First of all, you are confusing currency and money. Most money (broad money supply of Australian dollars) exists as records in a bank. Only a small percentage of this is in circulation as physical pieces of currency (notes, coins) at any one time.
1. Money is created by banks. Banks have been given the power by the government to monetise debt.
Say you walk into a bank and take out a mortgage for 500,000. The bank takes your promise to pay and then types the numbers into their computer. They type in that you owe them 500k and they create the 500k credit out of thin air.
The Federal reserve in each country sets the reserve requirements (typically ~10%) so if they have $100 on deposit, they have to keep 10% so can only lend out $90. But that 90 can be deposited and then 90% of that ($81) can be lent out etc.
But if the banks lend out 90% of your deposit, how come you can take it out again without them calling in the loan? Because only a small number of people try and take their money out of a bank at once. If more than a small number did, the bank would collapse. This is called a run on the bank. One of the other purposes of the federal reserve is to inject money into banks that have runs to prevent banking collapses.
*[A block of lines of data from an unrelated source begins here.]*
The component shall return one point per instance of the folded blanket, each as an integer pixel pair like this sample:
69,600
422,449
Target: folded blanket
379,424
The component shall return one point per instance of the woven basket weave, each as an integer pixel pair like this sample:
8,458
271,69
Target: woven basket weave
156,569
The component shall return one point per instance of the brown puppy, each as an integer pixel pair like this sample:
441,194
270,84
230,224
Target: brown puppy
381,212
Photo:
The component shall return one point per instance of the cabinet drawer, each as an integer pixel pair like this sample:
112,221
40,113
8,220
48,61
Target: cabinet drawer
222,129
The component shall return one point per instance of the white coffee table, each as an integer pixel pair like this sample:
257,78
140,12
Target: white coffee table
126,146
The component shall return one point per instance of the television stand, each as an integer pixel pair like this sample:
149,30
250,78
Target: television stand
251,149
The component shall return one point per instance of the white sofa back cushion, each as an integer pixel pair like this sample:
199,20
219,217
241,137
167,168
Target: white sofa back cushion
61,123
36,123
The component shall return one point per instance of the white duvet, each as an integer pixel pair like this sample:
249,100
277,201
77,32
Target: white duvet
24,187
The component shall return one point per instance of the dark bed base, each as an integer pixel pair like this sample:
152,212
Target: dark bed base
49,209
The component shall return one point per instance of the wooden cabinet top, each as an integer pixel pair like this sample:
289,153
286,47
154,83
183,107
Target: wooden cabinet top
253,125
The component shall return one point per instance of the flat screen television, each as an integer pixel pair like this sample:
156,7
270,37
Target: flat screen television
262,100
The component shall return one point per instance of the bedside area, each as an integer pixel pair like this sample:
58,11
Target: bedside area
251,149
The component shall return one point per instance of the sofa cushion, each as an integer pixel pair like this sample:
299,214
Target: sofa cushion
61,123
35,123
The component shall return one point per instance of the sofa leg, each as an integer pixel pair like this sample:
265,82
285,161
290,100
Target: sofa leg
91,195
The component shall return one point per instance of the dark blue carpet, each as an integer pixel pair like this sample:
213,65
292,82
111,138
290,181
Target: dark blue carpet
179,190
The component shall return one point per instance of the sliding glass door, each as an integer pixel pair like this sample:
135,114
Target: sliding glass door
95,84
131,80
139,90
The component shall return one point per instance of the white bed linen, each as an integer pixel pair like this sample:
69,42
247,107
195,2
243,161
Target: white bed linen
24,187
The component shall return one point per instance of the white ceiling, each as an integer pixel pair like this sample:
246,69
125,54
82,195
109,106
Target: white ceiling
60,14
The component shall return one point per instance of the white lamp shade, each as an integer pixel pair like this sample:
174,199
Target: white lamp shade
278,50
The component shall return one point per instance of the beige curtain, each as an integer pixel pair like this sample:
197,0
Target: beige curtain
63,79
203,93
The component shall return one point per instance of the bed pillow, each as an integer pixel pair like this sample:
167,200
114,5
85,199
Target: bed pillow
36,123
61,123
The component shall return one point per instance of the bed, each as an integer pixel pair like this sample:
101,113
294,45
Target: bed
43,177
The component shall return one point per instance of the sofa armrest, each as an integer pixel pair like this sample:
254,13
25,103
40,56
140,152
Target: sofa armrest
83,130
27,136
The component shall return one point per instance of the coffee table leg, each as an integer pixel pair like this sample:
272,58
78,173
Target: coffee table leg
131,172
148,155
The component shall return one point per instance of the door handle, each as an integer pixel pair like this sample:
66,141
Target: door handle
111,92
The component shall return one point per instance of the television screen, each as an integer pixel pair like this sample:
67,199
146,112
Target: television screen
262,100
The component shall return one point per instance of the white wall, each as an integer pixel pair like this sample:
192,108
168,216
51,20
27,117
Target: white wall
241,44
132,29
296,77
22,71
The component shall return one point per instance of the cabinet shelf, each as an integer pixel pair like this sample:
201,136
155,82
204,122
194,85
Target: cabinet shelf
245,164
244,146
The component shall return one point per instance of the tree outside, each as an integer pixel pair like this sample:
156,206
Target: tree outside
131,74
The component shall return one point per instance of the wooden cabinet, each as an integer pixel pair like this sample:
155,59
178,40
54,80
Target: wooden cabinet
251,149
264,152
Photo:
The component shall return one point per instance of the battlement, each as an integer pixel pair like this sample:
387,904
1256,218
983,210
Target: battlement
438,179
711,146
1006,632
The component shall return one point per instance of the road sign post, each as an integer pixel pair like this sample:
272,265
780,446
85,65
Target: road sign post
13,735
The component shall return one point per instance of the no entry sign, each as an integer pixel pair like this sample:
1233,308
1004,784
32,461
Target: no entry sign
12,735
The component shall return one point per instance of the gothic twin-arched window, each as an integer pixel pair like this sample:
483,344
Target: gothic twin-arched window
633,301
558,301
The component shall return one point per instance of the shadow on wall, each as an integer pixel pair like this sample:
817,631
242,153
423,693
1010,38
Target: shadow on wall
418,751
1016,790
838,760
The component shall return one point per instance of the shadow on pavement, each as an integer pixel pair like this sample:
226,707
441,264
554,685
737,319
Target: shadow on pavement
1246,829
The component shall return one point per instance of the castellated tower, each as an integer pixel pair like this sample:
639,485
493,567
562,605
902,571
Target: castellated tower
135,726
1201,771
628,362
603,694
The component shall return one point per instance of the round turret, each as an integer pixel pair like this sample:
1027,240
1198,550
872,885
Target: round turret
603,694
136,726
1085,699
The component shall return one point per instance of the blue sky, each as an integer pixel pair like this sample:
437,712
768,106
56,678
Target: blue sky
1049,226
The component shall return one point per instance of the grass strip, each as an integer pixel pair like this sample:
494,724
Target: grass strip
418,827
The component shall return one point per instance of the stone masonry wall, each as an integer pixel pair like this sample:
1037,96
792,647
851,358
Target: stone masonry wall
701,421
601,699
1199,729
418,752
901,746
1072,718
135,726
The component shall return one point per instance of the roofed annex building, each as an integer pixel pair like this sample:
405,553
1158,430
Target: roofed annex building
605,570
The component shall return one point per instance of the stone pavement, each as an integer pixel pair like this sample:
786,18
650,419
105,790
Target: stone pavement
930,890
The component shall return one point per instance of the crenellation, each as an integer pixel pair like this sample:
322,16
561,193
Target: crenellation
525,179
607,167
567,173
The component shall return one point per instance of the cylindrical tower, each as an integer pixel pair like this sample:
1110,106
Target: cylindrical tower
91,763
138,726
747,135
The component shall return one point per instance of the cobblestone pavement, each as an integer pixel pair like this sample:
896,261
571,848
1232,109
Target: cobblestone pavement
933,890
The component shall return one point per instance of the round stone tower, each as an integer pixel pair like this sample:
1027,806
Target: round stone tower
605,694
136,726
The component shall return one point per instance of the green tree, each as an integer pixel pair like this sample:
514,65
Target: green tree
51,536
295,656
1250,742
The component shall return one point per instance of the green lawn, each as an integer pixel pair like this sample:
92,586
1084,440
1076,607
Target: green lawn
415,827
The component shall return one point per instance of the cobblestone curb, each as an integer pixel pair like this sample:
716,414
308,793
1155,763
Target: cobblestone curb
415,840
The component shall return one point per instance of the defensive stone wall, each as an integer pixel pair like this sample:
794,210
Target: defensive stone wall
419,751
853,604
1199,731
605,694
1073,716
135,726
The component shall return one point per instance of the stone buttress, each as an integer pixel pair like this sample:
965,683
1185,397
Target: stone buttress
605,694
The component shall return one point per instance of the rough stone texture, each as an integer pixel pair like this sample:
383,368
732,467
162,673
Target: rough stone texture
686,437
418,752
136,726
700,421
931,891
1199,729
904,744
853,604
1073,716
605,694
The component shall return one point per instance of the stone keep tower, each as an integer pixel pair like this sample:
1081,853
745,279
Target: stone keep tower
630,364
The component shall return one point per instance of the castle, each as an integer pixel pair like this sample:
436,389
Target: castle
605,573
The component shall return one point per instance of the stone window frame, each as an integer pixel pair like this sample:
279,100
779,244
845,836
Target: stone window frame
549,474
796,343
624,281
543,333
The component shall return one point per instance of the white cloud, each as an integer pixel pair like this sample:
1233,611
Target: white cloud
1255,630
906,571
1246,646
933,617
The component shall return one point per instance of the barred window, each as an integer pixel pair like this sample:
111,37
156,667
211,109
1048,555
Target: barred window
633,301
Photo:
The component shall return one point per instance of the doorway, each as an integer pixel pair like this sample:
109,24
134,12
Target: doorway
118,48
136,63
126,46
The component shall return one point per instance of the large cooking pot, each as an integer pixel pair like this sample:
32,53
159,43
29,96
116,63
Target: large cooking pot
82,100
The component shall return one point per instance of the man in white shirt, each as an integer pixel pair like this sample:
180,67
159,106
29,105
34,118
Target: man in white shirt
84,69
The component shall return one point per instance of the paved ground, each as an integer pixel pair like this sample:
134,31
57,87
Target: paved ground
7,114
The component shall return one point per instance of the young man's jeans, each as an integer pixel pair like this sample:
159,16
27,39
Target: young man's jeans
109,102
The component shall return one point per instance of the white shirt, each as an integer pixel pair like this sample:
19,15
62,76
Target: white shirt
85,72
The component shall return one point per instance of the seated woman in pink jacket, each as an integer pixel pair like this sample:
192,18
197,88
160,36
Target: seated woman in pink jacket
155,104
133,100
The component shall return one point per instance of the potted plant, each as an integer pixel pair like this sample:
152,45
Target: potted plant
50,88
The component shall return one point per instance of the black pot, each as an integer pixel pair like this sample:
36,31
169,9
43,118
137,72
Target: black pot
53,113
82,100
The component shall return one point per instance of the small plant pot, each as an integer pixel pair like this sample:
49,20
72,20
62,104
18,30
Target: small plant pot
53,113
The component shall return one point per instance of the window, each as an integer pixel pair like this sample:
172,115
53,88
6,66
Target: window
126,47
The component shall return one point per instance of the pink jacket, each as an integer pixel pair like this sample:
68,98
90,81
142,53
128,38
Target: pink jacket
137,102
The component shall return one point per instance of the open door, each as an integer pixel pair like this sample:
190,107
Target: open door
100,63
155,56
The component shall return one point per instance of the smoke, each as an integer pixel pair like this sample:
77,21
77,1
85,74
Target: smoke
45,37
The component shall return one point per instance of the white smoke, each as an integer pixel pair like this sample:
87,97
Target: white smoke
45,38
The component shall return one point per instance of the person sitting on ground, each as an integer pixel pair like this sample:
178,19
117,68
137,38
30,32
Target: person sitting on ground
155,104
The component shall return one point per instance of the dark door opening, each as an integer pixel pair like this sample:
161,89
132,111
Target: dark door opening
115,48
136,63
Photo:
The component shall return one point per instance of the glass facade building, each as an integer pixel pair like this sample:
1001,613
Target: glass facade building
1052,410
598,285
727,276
In effect money IS debt. The money in your bank account or you use to buy groceries was created when someone took out a loan or a mortgage.
Eventually when the loan is repaid to the bank, the money is destroyed again.
2. If everyone paid off their debts, there would be NO money as money = debt. If you have 1 million dollars in your safe, then that means that someone hasn't paid off all of their debts.
Gold is not a promise to pay anyone, nor are other physical goods. I was not talking about things of value, but MONEY as in legal Australian tender.
3. When you get a loan, you have to pay back interest and principle. But when you take out a loan, you only create the initial principle.
Thus, borrowers have to pay back more money than exists. This means that a certain amount of borrowers must default on their debts and foreclose. The alternative is that other people take out more and more debt to increase the amount in the economy so that you can get your extra bit to pay interest + principle. But this just causes the problem to get bigger, and pushes the foreclosures into the future.
Australia has been increasing it's borrowing at a rate of 16% compounding annually since the 1970s. We're currently at a debt:GDP ratio of 160% and starting to see a record number of foreclosures. Pointing out that 16% growth in debt with 4% wage inflation is not sustainable is hardly necessary.
This probably sounds like I'm making this up. I wish I wasn't. Ask Alex Lee, he works in a bank.